Innovations in Head and Neck Oncologic Surgery
As seen in the July/August issue of Healthcare Journal of Arkansas
By John Sims, M.D.
Head and Neck Oncologic and Microvascular Reconstructive Surgeon
Head and neck cancers affect a range of areas in the head and neck that play a critical role in the day to day life of patients. A patient’s ability to speak, swallow, taste, see, hear or even breathe can all be compromised by a head and neck cancer, depending on where it originates. Not only can the cancer itself cause a variety of functional impairments, but the treatment for the cancer can also cause permanent disability in these areas. While curing the cancer and preserving the life of a patient is viewed as an oncologic success, this success is short-lived when a patient is left functionally impaired and with a poor quality of life. This reality has led to a shift in focus from not only positive oncologic outcomes but optimal functional outcomes for the patient as well. Recent advances in both technology and surgical technique have allowed for improved outcomes on all fronts for two of the most common types of head and neck cancers: oropharyngeal cancer and oral cavity cancer.
The Rise of Oropharyngeal Cancer and Transoral Robotic Surgery (TORS)
Oropharyngeal cancer has been increasing in incidence over the past decade, and recent data suggests that it is now the most common type of head and neck cancer. This rise in incidence is mostly due to HPV (human papillomavirus) which now causes approximately 70-80% of oropharyngeal cancers. Fortunately, these viral related tumors are, in general, more responsive to treatment and carry a more favorable prognosis than previous oropharyngeal cancers.

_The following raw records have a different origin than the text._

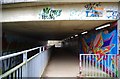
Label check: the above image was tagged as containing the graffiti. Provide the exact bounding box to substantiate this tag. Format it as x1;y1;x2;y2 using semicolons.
85;3;103;17
39;7;62;19
80;23;119;75
106;10;120;19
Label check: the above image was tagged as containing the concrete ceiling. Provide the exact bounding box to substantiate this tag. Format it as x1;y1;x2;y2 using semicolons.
2;20;113;40
2;0;120;8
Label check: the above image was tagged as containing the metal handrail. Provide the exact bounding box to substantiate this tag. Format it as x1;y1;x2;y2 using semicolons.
0;47;40;61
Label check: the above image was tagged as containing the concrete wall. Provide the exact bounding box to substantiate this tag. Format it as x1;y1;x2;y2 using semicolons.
1;3;118;22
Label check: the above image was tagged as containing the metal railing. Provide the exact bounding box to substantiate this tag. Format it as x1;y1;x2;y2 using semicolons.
0;0;38;4
79;54;120;78
0;46;53;79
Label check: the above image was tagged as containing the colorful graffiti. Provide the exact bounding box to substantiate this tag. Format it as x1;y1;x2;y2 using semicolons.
39;7;62;19
80;21;118;75
85;3;103;17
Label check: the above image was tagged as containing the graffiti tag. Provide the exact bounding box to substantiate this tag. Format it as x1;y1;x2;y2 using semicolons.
39;7;62;19
85;3;103;17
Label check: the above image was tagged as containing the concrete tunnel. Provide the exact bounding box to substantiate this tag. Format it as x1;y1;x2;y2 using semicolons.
2;0;119;77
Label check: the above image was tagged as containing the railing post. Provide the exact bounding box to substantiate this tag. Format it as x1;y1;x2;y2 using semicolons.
79;54;82;77
43;46;45;51
22;51;28;77
39;47;42;53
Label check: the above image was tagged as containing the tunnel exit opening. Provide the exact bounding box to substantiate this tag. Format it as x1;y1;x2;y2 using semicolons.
3;20;118;77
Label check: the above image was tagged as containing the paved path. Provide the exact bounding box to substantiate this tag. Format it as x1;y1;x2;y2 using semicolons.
43;48;79;77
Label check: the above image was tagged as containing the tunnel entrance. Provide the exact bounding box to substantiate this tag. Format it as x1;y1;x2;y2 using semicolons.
3;20;118;77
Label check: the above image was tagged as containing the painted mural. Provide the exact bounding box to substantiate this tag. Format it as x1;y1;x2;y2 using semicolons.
80;22;119;76
85;3;103;17
39;7;62;19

The oropharynx, which includes the tonsils and the base of the tongue, is a challenging area of the head and neck to access surgically. Historically, oncologic oropharyngeal surgery often required dividing the jaw at the midline and swinging it laterally in order to access the most posterior portion of the tongue and pharynx. Due to the morbidity of surgical treatment, in the late 90s and early 2000s, cancers of the oropharynx were almost universally treated non-surgically with high-dose chemotherapy and radiation. But with the recent rise of HPV-related cancers and advances in minimally invasive surgical techniques such as transoral laser microsurgery (TLM) and transoral robotic surgery (TORS), the pendulum has started to shift back toward surgical treatment of tonsil and base of tongue cancers. In 2009, the surgical robot was approved for head and neck surgery by the FDA, and it is now offered at many major cancer centers across the United States, including CARTI Cancer Center in Little Rock.
Use of the surgical robot has many advantages, most notably the ability to remove hard to reach tumors through the mouth and avoiding the morbidity of previous surgical approaches. TORS has resulted in faster operative times, shorter hospital stays and improved functional outcomes for patients – all without sacrificing oncologic success. Up front surgical management of oropharyngeal cancers has also allowed for more accurate staging, as well as, avoidance or decreased doses of radiation and/or chemotherapy. Clinical trials are currently underway to identify additional treatment de-escalation following TORS. Early results have shown promise for further reduction of treatment side effects and improvement of functional outcomes.
Preoperative 3D Planning for Optimized Reconstruction
While the surgical removal of advanced oral cavity cancers has not changed significantly over the last several decades, our ability to reconstruct the defect left by the ablative surgery has advanced greatly. The development of free tissue transfer for head and neck reconstruction in the late 70s and early 80s was a giant leap forward and is now the standard of care for advanced head and neck cancer reconstruction. The use of advanced microvascular techniques allows for the transfer of virtually any type of tissue – skin, fascia, muscle, bone, nerves – with designated arteries and veins that can then be sewn into a new blood supply in the head and neck. This allows the transferred tissue to take on a whole new life in the head and neck and take the place of the removed tongue, jaw, etc.
While this type of surgery is complex, tedious and requires longer operative times, advances in the field over the last 30 years have led to a greater than 95% success rate. However, this success rate is purely a measure of the transferred tissue surviving and the patient healing from the surgery. It does not consider the final function and quality of life of the patient.
While a large part of reconstructive surgery relies on the expertise and experience of the surgeon, recent technological advances have allowed for further refinement of reconstructive strategies. Three-dimensional computer models can now be created based on CT or MRI scans of the patient. Using these models, surgeons can pre-plan surgical cuts around a tumor, as well as plan and design the reconstruction weeks before a patient’s actual surgery. These computer models are then able to be 3D printed, sterilized and used at the time of surgery as a three-dimensional road map for the surgeon, allowing for pinpoint accuracy to the millimeter. Studies have shown that this advanced technology can shorten the time a patient is under general anesthesia and ultimately improve patient outcomes. These 3D-printed models can also be used as a patient education tool that allows for improved preoperative understanding, empowering patients to have a more active role in their cancer care in a time of their life when they often feel the most powerless.